METHODS: This study drew upon a survey of approximately 2,000 new mothers in California and their electronic health records. The dataset included information on mothers’ demographics, employment, income, leave-taking, health outcomes and health care use. We examined how mothers’ awareness of CA-PFL prior to birth was associated with leave benefit take-up, and concurrent adverse health events including hospital admissions and ER visits controlling an extensive list of demographic and clinical characteristics prior to and immediately after child birth. We also employed propensity scores-based doubly robust estimation methods as a robustness check. To further mitigate the effects of unobserved factors (e.g. employer PFL benefit), we estimated the effect of time off work on ER visits in a mother fixed effect model.

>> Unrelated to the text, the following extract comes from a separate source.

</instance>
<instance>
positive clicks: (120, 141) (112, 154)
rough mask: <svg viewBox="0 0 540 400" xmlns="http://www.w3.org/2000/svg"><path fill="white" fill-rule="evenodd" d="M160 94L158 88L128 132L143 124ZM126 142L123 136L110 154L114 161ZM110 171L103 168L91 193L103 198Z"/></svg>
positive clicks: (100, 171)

RESULTS: Mothers who were aware that they were eligible for CA-PFL before birth were more likely to take at least 12 weeks of family leave and more likely to receive replacement income equal to at least half of their pre-birth wages. Mothers who were aware of CA-PFL were two-thirds less likely to have a postpartum hospitalization and one-third less likely to have an ER visit than mothers who were not aware. Controlling for unobserved mother level characteristics (e.g. labor market preference, employer maternity policy benefits, etc.), the fixed effect model demonstrated that a total of 24 weeks of leave were associated with 31.1% reduction of ER visits.

CONCLUSION: Although this is a correlational study, the findings support the hypothesis that paid family leave supports longer family leaves, which in turn may give mothers time and resources needed to seek earlier preventive care for health conditions that could lead to an emergency department visit and hospitalization. More importantly, awareness of CA-PFL is shown to be a robust indicator for postpartum adverse health events. Healthcare providers may wish to inquire regarding mothers’ awareness of paid family leave benefits as part of assessing mothers’ overall healthcare risk and plan their postpartum care accordingly.